Хороша была Нина в комсомольском экстазе. Совсем забыла, что вынуждена бежать из этой фабрики счастья.
– Но ведь ты все это придумал, – спохватилась она. – Скажи, ты же все это придумал?
– Угу …
Нина долго молчала, глядя на другую сторону реки, где напротив фабрики счастья на деревянных мостках тетки полоскали белье.
– Нет, нет, я все равно не понимаю. Зачем ты все это написал – про этих царевен?
– Я любил их. Хотел спасти.
– Да ведь каких только мучений ты для них не придумал! Если хотел спасти, почему не написал просто, что за ними пришел корабль и они уплыли и живут в хрустальном дворце? Кстати, они у тебя спаслись в конце концов?
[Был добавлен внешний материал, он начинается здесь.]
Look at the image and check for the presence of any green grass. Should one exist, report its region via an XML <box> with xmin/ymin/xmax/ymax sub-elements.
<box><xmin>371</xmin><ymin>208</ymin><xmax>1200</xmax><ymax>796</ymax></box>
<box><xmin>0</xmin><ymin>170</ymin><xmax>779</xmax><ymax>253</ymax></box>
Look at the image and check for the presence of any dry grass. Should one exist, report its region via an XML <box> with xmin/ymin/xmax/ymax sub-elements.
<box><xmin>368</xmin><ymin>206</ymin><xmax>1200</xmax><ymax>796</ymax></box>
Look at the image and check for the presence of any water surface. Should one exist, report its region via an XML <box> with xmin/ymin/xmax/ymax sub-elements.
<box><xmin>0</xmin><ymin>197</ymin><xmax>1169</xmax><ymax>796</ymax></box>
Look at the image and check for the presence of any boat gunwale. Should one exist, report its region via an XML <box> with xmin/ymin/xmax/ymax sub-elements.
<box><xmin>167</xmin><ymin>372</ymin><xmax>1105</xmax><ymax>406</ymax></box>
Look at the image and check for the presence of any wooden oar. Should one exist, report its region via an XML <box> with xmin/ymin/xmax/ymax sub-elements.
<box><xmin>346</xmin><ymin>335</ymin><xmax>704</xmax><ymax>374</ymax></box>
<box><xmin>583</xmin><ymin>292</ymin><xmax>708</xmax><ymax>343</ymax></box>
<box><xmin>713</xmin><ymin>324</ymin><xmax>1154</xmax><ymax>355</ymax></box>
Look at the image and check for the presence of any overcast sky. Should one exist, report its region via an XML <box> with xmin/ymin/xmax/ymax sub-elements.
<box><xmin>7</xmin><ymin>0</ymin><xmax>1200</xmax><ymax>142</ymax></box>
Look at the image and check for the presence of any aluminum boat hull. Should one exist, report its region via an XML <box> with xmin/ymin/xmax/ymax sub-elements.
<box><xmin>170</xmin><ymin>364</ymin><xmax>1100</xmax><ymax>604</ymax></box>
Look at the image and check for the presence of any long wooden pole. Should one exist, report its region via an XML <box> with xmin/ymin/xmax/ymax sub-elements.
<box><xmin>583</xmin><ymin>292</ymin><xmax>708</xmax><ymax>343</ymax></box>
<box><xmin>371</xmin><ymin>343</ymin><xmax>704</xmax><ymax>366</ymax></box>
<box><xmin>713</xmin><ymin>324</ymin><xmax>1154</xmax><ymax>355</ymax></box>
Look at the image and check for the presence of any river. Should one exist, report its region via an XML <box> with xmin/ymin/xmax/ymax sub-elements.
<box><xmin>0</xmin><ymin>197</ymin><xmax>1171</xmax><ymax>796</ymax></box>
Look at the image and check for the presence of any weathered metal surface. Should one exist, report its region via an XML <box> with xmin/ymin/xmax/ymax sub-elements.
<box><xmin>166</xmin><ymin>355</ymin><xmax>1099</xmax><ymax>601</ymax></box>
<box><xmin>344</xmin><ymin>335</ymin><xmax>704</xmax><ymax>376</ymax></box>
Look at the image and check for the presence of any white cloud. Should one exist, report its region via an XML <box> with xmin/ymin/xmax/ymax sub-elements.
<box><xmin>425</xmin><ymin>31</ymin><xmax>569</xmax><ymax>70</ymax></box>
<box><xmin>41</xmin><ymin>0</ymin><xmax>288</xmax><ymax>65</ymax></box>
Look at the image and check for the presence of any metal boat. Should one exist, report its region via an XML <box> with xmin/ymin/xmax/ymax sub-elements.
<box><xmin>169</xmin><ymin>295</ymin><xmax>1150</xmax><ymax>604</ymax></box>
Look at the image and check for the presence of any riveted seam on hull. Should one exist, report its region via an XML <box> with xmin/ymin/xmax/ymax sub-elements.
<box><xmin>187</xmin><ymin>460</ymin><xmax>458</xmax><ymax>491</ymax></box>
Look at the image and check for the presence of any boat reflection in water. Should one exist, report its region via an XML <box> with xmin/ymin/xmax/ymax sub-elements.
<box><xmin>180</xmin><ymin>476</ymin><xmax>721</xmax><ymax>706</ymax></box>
Я не дочитала.
– Не дочитала? – Кривошеин как будто обиделся.
– Остановилась на том, как вы приехали в Лхасу. И тут крышка погреба открылась.
– Хочу, чтобы ты дочитала.
– Там есть что-то про меня?
Кривошеин покачал головой.
– Значит, сто первое признание в любви к твоим царевнам?
– Ревнуешь?
Из записок мичмана Анненкова30 августа 1919 года
Сидели на террасе, ждали Государя. Его снова призвал к себе Далай-лама. Над прудом уже плыли длинные паутинки, но еще носились знойные стрекозы. Как давным-давно на море, Принцессы надели белые платья – их будто принес бриз с нашего Корабля, до которого уже не доплыть.